It does sound sensible. My own decidedly non-expert speculation
was that the big 30 % performance hit right at 4 KB may be related
to memory allocation issues or having to split the skb across
multiple 4 KB pages. And perhaps it only affected the single
process case because with multiple processes lock contention may
be a bigger issue and the xmit batching changes would presumably
help with that. I am admittedly a novice when it comes to the
detailed internals of TCP/skb processing, although I have been
slowly slogging my way through parts of the TCP kernel code to
try and get a better understanding, so I don't know if these
thoughts have any merit.
BTW does anyone know of a good book they would recommend that has
substantial coverage of the Linux kernel TCP code, that's fairly
up-to-date and gives both an overall view of the code and packet
flow as well as details on individual functions and algorithms,
and hopefully covers basic issues like locking and synchronization,
concurrency of different parts of the stack, and memory allocation.
I have several books already on Linux kernel and networking internals,
but they seem to only cover the IP (and perhaps UDP) portions of the
network stack, and none have more than a cursory reference to TCP.

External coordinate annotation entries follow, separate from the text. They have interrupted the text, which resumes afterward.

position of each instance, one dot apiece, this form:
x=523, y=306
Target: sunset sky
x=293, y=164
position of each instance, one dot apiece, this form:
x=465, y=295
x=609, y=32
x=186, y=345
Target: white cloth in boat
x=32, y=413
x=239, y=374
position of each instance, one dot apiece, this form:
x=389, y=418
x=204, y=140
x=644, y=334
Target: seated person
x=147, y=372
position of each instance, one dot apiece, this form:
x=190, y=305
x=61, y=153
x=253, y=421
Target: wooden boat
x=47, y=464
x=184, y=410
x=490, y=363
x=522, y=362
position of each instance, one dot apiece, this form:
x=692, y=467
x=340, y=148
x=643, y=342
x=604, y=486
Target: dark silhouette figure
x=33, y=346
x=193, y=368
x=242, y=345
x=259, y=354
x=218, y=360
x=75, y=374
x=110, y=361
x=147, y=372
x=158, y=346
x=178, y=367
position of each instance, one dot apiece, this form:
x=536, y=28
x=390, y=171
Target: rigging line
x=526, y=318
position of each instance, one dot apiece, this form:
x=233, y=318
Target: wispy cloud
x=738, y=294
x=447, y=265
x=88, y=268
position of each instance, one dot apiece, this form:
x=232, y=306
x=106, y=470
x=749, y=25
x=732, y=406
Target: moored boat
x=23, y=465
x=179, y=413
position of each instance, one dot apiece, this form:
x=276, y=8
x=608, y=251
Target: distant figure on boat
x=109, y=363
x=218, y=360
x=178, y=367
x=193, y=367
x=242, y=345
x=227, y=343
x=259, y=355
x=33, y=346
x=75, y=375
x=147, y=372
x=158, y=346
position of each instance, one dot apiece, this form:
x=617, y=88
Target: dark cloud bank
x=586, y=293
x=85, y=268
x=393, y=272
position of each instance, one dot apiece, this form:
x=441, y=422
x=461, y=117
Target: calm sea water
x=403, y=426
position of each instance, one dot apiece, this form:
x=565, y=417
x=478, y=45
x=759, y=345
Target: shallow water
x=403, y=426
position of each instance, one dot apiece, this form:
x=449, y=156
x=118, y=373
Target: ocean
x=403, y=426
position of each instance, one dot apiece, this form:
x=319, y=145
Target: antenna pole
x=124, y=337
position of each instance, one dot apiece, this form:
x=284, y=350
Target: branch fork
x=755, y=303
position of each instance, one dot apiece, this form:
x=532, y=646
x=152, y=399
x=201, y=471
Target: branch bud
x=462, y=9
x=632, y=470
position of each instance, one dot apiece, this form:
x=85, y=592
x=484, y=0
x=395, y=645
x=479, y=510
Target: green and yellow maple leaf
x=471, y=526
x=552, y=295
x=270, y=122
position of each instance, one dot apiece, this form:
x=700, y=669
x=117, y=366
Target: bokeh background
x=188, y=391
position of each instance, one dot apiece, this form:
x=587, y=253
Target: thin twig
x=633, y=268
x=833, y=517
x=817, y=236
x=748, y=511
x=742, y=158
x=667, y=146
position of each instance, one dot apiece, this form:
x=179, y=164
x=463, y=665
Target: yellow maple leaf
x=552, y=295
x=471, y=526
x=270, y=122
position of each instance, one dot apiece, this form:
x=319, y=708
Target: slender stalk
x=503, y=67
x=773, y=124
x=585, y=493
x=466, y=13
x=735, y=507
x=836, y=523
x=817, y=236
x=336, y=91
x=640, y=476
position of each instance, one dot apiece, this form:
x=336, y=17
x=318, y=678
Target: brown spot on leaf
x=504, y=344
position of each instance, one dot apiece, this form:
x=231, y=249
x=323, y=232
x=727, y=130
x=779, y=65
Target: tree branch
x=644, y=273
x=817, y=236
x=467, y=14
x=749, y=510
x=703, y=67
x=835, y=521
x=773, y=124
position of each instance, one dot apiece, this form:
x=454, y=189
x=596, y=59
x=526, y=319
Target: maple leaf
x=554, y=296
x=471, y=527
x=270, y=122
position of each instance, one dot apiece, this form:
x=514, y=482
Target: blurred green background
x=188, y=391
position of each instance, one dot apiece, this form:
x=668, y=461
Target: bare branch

The most useful documentation on the Linux TCP stack that I have
found thus far is some of Dave Miller's excellent web pages and
a few other web references, but overall it seems fairly skimpy
for such an important part of the Linux network code.
It would be good to see some empirical evidence that there aren't
any unforeseen gotchas for larger packet sizes, that at least the
same level of performance can be obtained with no greater CPU
utilization.
Looking forward to it.
As you have written previously, and I heartily agree with, this is a
very good practice for developing performance enhancement patches.